Even when using such controls, data represented in ADUs leaves researchers without the means to verify that controls between experiments actually behaved equivalently, unless performed in the exact same system and, in the case of systems containing aging EMCCD sensors, around the same time. Without such affirmation, integrating data from these experiments and confidently reaching statistically significant conclusions is difficult.

For example, antibodies can introduce experimental variability. They can degrade during the course of multiple imaging experiments. This results in a reduction of their binding efficacy, changing the behavior of the fluorescent reporting system. The slow degradation of an antibody would gradually change the property of the experiment over time.

Cells transfected with fluorescent proteins are also useful for many types of studies. However, transfection efficiencies often vary from cell to cell. Under- or overexpression of fluorescent proteins can introduce experimental artifacts, change molecular behaviors, and modify intracellular distribution.

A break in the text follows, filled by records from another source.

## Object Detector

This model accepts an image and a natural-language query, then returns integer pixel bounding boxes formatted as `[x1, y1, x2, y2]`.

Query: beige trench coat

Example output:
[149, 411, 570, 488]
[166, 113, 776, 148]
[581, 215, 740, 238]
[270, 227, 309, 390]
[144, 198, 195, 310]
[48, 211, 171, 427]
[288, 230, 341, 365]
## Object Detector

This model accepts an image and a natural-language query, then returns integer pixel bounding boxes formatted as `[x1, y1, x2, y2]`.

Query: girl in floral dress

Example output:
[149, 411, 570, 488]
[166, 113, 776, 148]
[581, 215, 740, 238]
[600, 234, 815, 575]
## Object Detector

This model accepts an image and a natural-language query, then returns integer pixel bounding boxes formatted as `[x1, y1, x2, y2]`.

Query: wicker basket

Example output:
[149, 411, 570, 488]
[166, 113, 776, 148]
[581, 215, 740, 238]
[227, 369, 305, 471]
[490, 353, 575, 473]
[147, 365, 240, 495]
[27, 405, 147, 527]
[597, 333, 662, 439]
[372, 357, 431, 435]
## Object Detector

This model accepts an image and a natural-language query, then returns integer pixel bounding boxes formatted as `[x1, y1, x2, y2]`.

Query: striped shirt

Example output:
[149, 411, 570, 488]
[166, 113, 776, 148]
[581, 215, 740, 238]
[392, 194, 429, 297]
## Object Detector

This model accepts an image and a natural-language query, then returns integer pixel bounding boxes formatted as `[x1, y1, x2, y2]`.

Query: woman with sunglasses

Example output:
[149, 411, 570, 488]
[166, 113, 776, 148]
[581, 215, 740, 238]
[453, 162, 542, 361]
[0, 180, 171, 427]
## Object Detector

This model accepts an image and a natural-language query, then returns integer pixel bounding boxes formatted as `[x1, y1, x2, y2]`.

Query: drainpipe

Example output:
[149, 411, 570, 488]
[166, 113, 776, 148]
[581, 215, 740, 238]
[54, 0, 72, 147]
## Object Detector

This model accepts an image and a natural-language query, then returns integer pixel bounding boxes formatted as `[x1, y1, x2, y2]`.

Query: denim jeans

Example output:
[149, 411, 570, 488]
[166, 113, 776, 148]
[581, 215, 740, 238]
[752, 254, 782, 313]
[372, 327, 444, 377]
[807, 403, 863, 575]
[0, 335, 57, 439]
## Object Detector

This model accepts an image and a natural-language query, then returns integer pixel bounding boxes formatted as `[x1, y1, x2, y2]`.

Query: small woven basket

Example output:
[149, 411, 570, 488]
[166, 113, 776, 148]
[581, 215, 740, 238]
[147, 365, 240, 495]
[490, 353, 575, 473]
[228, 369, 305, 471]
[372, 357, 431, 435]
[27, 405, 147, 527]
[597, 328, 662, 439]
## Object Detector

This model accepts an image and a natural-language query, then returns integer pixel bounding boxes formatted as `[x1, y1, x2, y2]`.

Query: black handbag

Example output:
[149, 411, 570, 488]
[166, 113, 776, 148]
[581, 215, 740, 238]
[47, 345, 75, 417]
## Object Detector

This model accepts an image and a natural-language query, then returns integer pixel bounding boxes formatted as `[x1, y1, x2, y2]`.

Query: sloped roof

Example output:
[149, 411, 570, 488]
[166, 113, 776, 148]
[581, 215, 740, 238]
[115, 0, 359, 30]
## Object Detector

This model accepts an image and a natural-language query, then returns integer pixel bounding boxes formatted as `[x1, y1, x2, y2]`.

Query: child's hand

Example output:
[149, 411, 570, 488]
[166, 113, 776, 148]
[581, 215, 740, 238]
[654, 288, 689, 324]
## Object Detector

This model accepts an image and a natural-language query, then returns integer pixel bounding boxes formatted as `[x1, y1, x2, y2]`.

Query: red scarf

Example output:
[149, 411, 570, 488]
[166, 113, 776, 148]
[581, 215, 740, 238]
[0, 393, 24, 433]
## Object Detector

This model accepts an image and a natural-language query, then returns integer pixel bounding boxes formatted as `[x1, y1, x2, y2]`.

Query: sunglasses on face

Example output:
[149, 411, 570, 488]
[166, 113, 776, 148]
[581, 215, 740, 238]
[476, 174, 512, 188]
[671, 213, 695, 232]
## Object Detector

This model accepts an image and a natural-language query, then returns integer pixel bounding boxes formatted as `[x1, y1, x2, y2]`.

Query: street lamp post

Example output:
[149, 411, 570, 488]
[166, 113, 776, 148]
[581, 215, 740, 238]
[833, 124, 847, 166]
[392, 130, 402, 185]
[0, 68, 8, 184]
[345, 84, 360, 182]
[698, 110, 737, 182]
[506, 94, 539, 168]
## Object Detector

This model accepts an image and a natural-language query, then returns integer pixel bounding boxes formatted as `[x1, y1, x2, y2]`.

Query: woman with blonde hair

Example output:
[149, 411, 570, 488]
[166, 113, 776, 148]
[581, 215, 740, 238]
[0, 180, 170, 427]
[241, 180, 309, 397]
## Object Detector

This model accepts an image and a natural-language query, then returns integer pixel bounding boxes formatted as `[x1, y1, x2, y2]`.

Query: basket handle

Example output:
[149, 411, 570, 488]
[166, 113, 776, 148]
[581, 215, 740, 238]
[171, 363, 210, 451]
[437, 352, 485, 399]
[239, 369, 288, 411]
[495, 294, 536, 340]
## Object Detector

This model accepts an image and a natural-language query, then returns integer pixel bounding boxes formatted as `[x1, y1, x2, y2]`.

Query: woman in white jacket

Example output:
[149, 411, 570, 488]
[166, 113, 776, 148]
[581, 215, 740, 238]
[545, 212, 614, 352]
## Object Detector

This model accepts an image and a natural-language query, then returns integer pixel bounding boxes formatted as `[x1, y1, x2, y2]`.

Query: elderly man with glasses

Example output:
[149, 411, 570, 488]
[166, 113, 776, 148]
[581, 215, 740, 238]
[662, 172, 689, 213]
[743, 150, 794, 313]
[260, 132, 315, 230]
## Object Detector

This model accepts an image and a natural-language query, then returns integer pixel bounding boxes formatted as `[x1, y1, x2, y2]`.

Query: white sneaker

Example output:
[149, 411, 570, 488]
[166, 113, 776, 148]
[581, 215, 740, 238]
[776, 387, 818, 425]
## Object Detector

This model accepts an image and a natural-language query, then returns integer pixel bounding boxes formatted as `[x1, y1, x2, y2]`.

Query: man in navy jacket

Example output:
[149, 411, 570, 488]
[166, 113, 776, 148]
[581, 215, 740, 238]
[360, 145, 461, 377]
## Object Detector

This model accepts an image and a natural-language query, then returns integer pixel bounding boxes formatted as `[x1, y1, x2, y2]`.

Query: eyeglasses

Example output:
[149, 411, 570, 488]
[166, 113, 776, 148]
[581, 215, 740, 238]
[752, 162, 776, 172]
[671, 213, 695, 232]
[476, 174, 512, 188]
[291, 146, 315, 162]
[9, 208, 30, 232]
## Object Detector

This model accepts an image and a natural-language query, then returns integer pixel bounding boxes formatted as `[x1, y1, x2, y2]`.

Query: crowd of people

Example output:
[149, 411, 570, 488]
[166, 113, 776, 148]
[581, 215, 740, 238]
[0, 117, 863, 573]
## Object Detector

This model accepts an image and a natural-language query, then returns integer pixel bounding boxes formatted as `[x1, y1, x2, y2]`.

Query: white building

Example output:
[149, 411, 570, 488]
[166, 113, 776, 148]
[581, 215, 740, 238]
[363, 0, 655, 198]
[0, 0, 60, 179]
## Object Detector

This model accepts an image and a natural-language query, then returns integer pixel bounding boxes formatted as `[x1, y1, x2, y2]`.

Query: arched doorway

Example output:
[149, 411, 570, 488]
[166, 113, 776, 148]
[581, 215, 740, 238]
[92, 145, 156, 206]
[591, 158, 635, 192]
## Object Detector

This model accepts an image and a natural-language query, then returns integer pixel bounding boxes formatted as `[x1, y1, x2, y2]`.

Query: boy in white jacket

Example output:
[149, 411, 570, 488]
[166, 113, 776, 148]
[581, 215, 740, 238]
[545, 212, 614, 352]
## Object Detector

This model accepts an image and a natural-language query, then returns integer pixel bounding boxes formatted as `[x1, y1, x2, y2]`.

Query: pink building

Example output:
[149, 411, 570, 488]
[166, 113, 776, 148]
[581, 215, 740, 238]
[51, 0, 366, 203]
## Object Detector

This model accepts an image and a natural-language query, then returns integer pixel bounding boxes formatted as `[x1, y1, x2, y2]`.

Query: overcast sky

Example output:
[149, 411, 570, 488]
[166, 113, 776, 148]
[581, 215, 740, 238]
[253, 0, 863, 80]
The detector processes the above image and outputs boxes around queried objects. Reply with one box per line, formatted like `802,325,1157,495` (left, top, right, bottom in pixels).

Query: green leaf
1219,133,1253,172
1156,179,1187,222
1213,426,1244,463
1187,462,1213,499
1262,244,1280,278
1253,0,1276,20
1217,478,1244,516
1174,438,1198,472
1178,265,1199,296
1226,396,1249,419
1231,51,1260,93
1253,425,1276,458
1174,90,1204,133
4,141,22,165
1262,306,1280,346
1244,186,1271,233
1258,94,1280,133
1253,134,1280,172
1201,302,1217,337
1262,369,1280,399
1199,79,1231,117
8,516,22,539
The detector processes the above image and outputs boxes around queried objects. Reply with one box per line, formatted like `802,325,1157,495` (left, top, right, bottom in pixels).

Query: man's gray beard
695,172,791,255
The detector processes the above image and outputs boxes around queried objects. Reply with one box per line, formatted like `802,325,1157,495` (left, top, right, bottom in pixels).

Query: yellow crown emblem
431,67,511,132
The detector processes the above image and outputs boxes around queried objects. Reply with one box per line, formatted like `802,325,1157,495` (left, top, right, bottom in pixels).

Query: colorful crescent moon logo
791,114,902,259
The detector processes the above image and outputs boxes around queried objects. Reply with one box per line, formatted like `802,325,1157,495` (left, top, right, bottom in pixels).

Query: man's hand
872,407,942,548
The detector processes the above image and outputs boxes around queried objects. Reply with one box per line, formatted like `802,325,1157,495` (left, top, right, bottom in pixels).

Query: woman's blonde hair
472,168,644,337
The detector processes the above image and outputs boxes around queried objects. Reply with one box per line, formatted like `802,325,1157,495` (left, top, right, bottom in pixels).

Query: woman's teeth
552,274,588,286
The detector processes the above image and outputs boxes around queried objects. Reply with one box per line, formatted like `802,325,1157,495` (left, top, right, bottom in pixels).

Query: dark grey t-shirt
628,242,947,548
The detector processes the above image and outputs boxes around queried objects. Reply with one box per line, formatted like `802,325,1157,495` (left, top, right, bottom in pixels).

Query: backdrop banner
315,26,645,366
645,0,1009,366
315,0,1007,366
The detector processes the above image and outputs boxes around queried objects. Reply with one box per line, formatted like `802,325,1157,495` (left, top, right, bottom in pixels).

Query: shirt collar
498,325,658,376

Likewise, fluorescent dye uptake can also vary from cell to cell.

Without accounting for variation between the controls of different experiments, conclusions drawn from comparing such experiments have the potential for introducing additional variables and resulting in further errors. Such errors could potentially influence outcomes of the study such as the selection of candidate drug compounds.

Reporting imaging data in absolute, quantitative units lays the foundation for individual researchers and collaborators across the globe to more completely control for experimental variation. This makes imaging experiments reproducible and more easily comparable between different imaging systems, personnel, and laboratories.

Of course, researchers can manually calibrate their current cameras to align reported ADUs with actual incident photons. However, the calibration and back-calculation process requires a high level of knowledge, specialized equipment, and staff time. Since the process must be repeated regularly to account for sensor and gain aging of some EMCCD devices, it can be extremely cumbersome for researchers or technicians to keep every microscope camera characterized.

Implementing standards for reporting imaging data, starting with an absolute unit of measurement, will increase the potential for reporting statistically significant results and boost confidence in the reliability of those results.

Photons that hit CCD and EMCCD sensors generate photoelectrons, the fundamental unit of measurement for these devices. The way those photoelectrons are processed into ADUs is done in a variable manner, dependent on the camera electronics and the sensor.

Imaging data reported in photoelectrons, which directly reflects incident photons, would provide an objective unit of measure independent of instrument and researcher or camera-specific processing. A novel re-engineering of camera technology has enabled researchers to use the photoelectron as the standard measurement in imaging experiments without the need for manual characterization, technology expertise, back calculations, constant maintenance, or additional equipment.

Evolve EMCCD cameras from Photometrics perform the necessary characterizations, calibrations, calculations, and real-time measurements to determine the exact conversion factor and bias (offset) values of the camera—allowing it to report measurements in photoelectrons (Figure).

By standardizing the unit of measurement, Photometrics’ technology allows researchers to compare, in absolute terms, images taken at different times and gain settings.

Transitioning fluorescence microscopy from a qualitative to a quantitative technology not only advances academic research, but also enables a pharmaceutical company’s diverse network of researchers and laboratories to maintain data integrity over the duration of the drug development cycle—independent of researcher and equipment turnover.